Trying to be "careful while still neighbourly" was the name of the game for Grey Lynn residents on Dryden St, as they united in front-yard applause for at-risk essential workers.
Around 60 residents along the inner Auckland suburban street tonight took part in a New Zealand-wide initiative called "Clap for our Champions at 7pm".
The aim is to have Kiwis stand in their "driveways, doorsteps, gardens, or your balconies etc and acknowledge our health workers, supermarket staff, truckers, port workers, waste collectors, all our essential workers including our Government for doing all they can to keep Kiwis safe!"
The residents of Dryden St were particularly organised at the public show of appreciation for frontline workers, as they have set up a WhatsApp group to support each other during the Covid-19 lockdown.
Dryden St resident Rachel McBride set up the WhatsApp group and said the 7pm applause tonight was a comforting form or real-life connection.
"We basically just mobilised the Grey Lynn people not knowing it was a nationwide thing," McBride said having seen a flyer for it in the park.
"Everyone was doing it and it was good for the kids to go out and do something a bit fun.
"Across the road and in this street there are a few doctors who have been on that chat today and they are working obviously and seeing patients and all that stuff, so I think it probably brings it home even more.
"It's genuinely warm I think - not making it up. Grey Lynn is a great place anyway. It's quite a community place but you just feel warm and connected to people seeing them out there doing that while you're doing it as well."
McBride said the Dryden St WhatsApp group had already performed a few community support tasks.
"My husband and I and two of our neighbours, we set it up with a bit of a leaflet drop," McBride said.
"Nicola's still got a printer at this stage, which is amazing, because we certainly don't have one here. So we printed it out and just used our networks to make sure we got most of the members.
"There are some people in our street who are struggling - some in temporary accommodation. We did do a food drive for those residents today through the WhatsApp.
"Everyone disinfected the food that they dropped off - we had some information from people in the street to do it, so we did."
A market gardener living in Dryden St has offered up all his produce for free to his neighbours on the WhatsApp group so it doesn't go to waste.

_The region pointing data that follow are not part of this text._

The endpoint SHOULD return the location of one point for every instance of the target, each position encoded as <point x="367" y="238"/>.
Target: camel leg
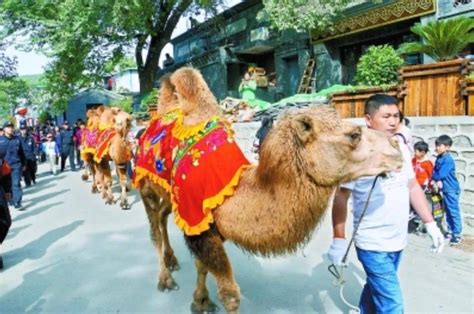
<point x="106" y="182"/>
<point x="93" y="171"/>
<point x="170" y="259"/>
<point x="85" y="174"/>
<point x="165" y="278"/>
<point x="122" y="175"/>
<point x="201" y="301"/>
<point x="209" y="248"/>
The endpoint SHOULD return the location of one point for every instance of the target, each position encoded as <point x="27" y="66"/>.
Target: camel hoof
<point x="171" y="262"/>
<point x="124" y="205"/>
<point x="168" y="285"/>
<point x="204" y="306"/>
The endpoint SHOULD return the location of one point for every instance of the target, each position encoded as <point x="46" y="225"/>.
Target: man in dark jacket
<point x="29" y="149"/>
<point x="67" y="146"/>
<point x="5" y="195"/>
<point x="15" y="157"/>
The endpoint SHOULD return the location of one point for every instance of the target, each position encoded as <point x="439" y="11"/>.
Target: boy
<point x="444" y="175"/>
<point x="382" y="233"/>
<point x="422" y="165"/>
<point x="51" y="149"/>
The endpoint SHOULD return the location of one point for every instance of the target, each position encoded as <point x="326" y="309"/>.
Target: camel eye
<point x="355" y="136"/>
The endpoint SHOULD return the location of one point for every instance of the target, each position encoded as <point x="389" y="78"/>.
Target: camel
<point x="89" y="145"/>
<point x="278" y="202"/>
<point x="113" y="146"/>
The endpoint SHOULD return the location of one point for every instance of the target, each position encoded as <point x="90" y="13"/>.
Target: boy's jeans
<point x="453" y="214"/>
<point x="381" y="293"/>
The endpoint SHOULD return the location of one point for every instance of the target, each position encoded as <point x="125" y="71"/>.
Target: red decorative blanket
<point x="200" y="166"/>
<point x="103" y="140"/>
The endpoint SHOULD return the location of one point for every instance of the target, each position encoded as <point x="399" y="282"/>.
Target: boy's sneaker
<point x="455" y="241"/>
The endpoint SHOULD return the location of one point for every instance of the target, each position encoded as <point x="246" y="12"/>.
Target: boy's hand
<point x="436" y="236"/>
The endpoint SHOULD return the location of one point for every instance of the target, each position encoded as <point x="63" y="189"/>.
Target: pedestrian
<point x="382" y="231"/>
<point x="5" y="196"/>
<point x="78" y="142"/>
<point x="29" y="149"/>
<point x="67" y="147"/>
<point x="444" y="174"/>
<point x="422" y="165"/>
<point x="51" y="149"/>
<point x="16" y="159"/>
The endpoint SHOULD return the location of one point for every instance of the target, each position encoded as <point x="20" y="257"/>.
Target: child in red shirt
<point x="422" y="165"/>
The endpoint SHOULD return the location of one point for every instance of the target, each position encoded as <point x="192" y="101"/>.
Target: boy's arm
<point x="339" y="215"/>
<point x="442" y="169"/>
<point x="339" y="212"/>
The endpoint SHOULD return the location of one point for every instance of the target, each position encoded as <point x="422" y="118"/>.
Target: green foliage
<point x="85" y="38"/>
<point x="150" y="99"/>
<point x="126" y="104"/>
<point x="442" y="40"/>
<point x="43" y="117"/>
<point x="302" y="14"/>
<point x="378" y="66"/>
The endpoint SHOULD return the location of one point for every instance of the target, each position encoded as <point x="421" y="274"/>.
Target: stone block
<point x="470" y="182"/>
<point x="467" y="128"/>
<point x="447" y="129"/>
<point x="467" y="196"/>
<point x="461" y="141"/>
<point x="468" y="155"/>
<point x="425" y="129"/>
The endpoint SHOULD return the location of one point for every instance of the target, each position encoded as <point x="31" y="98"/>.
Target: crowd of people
<point x="21" y="149"/>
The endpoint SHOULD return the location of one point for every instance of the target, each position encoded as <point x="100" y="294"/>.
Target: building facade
<point x="224" y="47"/>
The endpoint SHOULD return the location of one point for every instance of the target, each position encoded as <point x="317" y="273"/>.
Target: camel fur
<point x="119" y="152"/>
<point x="87" y="155"/>
<point x="279" y="202"/>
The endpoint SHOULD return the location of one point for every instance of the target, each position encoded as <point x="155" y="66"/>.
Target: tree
<point x="81" y="37"/>
<point x="303" y="15"/>
<point x="7" y="64"/>
<point x="442" y="40"/>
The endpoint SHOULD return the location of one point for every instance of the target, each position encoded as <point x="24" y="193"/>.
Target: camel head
<point x="315" y="144"/>
<point x="192" y="91"/>
<point x="167" y="99"/>
<point x="93" y="116"/>
<point x="122" y="121"/>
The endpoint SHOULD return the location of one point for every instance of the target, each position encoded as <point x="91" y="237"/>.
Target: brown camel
<point x="114" y="148"/>
<point x="279" y="202"/>
<point x="88" y="147"/>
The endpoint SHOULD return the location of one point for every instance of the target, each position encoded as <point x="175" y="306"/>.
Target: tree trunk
<point x="147" y="74"/>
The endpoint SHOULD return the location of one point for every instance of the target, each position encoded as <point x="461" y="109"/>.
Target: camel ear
<point x="304" y="127"/>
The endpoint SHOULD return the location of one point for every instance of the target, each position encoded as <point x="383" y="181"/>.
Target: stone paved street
<point x="70" y="253"/>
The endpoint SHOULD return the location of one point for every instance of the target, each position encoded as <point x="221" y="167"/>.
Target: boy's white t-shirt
<point x="384" y="226"/>
<point x="50" y="148"/>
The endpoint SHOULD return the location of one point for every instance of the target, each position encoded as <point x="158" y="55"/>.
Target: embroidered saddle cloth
<point x="103" y="140"/>
<point x="155" y="147"/>
<point x="198" y="165"/>
<point x="89" y="142"/>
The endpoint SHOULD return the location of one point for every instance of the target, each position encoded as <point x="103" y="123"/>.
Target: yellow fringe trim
<point x="103" y="126"/>
<point x="141" y="173"/>
<point x="88" y="150"/>
<point x="208" y="205"/>
<point x="182" y="132"/>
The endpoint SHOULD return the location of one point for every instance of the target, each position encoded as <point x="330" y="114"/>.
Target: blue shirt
<point x="13" y="151"/>
<point x="445" y="171"/>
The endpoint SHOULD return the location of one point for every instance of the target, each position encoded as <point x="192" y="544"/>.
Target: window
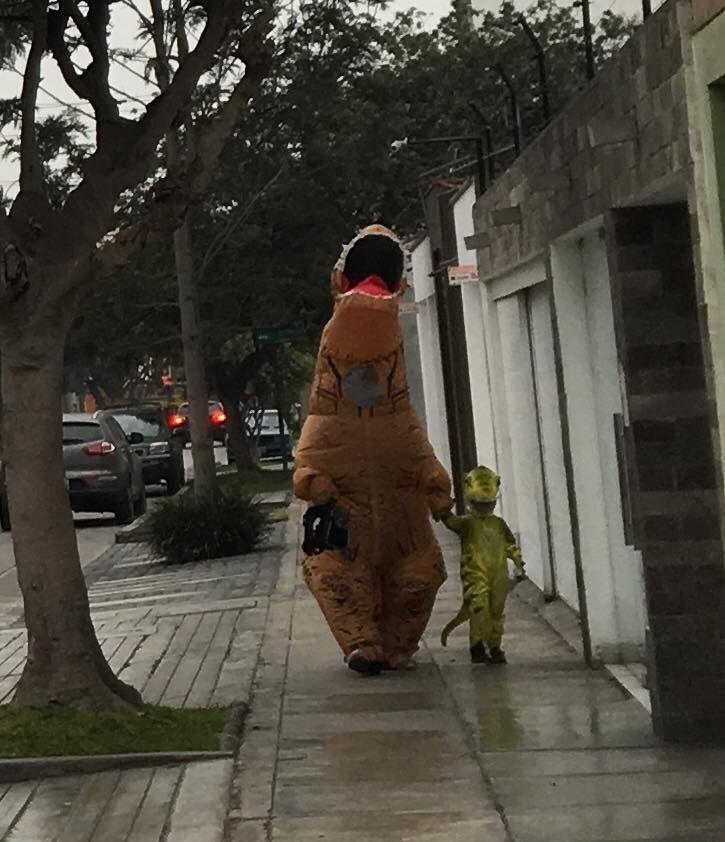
<point x="148" y="424"/>
<point x="81" y="432"/>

"There was a sweet little incident on there where someone had broken a drill bit: 'Does anyone have a drill bit size X' he asked. And then someone did and disinfected it and left it in their letter box. So we're trying to be very careful while still quite neighbourly as well," McBride said.
"Like I was saying to a neighbour today, you can live next door to each other but unless we're at the local school - so you know a lot of people - it's for people that are not.
"Even the groups of flatmates. They won't have any connection necessarily, especially if they don't own the houses. So it's community connection just to make sure people were all OK."